L’universalità della narrazione è preziosa per chi opera nell’educazione interculturale perché valorizza in maniera “naturale” una forma di pensiero olistica, accogliente, integrante, dialogica, flessibile, morbida, vicina, accessibile. L’idea che l’architrave dell’intreccio narrativo sia proprio questa peculiarità umana di “incontrarsi” è già nelle corde della filosofia del linguaggio di Michail Michajlovič Bachtin: una filosofia della dialogicità, in cui la parola non è mai monologica, è sempre dialogica, “altrui”, conserva le tracce dell’altro che l’ha già usata prima e dell’altro a cui si rivolge. 

Il raccontare-raccontarsi è universale: dall’epica alla narrazione mitologica, dai Cuntisti siciliani ai Griot dell’Africa sub-sahariana, il racconto di sé e del proprio gruppo è una manifestazione naturale, transculturale e atemporale. La narrazione, secondo Paul Ricoeur (1983), è un fenomeno universale, poiché non esiste popolo senza racconto: di non narrativo c’è solo la natura senza l’uomo e, appena la natura viene parlata, abbiamo subito il racconto, il mito, la religione. Raccontiamo perché non possiamo farne a meno di raccontare, perché la mente è fatta di storie: il racconto è una rappresentazione che connette, crea nessi che illuminano e permettono di ristrutturare le conoscenze, collega, riordina, ricuce, dà senso.

Il raccontare-raccontarsi, risponde a bisogni generativi profondi, fonda mondi nuovi, crea memoria, immagini ed emozioni, apre possibilità; dialoga perché prevede sempre un interlocutore, è un atto creativo fondato su un’etica dello scambio e dell’ascolto, consente una condivisione affettiva, una negoziazione dei significati sociali che si incontrano, si confrontano, si compenetrano in un ininterrotto processo di interpretazione e rielaborazione dell’esperienza. Ridare spazio alle reciproche narrazioni ed educare all’ascolto delle narrazioni altrui appare per tali ragioni di vitale importanza per la crescita emotiva, cognitiva e sociale di una persona: la possibilità di tessere parole produce felicità, osserva la narratrice maghrebina Fatema Mernissi (1998, p. 46), e lo scrittore Antonio Tabucchi (1995, pp.6-7) scrive che la vita senza racconti diventerebbe una grande schizofrenia in cui esplodono come in fuoco d’artificio i mille pezzi delle nostre esistenze: per ordinare e capire chi siamo dobbiamo raccontarci.

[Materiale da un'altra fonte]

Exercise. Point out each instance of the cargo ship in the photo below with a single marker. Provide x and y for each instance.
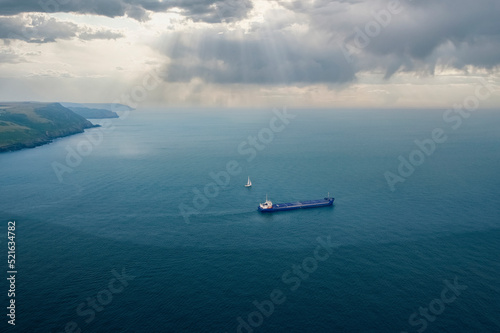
(269, 207)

Produrre felicità è un obiettivo un po’ presuntuoso ma, forse, ridefinire le ferite lo è meno. 

Il trauma abita la persona a tempo indeterminato. Arriva senza preavviso, modifica le strutture e, anche quando appare ridefinito, continua la metamorfosi interna giorno dopo giorno.
Raccontare il trauma in senso esistenziale e pedagogico è assumerne il lessico psicopatologico senza farne un assoluto; raccontare il trauma è raccontare la ricostruzione quotidiana dell’essere.
Quali parole? Quali pratiche ricostitutive? Ancor prima, quali pratiche narrative?


Un percorso educativo che aspiri a una ecologia profonda deve assumere su di sé la responsabilità etica di una scoperta preliminare: farsi carico della violenza insita nelle prassi riproduttive e istituzionalizzanti, aver coscienza dell’etnocentrismo e dell’ irriducibile involucro culturale.
Un esercizio del dubbio e della domanda continui, una meta-riflessione  costante e l’ assunto di base di essere arcipelaghi, non monadi, di essere mangrovie non radici …

Testo: Lavinia Bianchi

Foto: Marcello Scopelliti – Banda del Minestrone, un ensemble che scambia canzoni e poesie in cambio di verdure da trasformare poi in minestrone consumato collettivamente in strada dagli abitanti del quartiere di TorPignattara, Roma. Iniziativa a cura dell’Associazione “Alice nel Paese della Marranella”.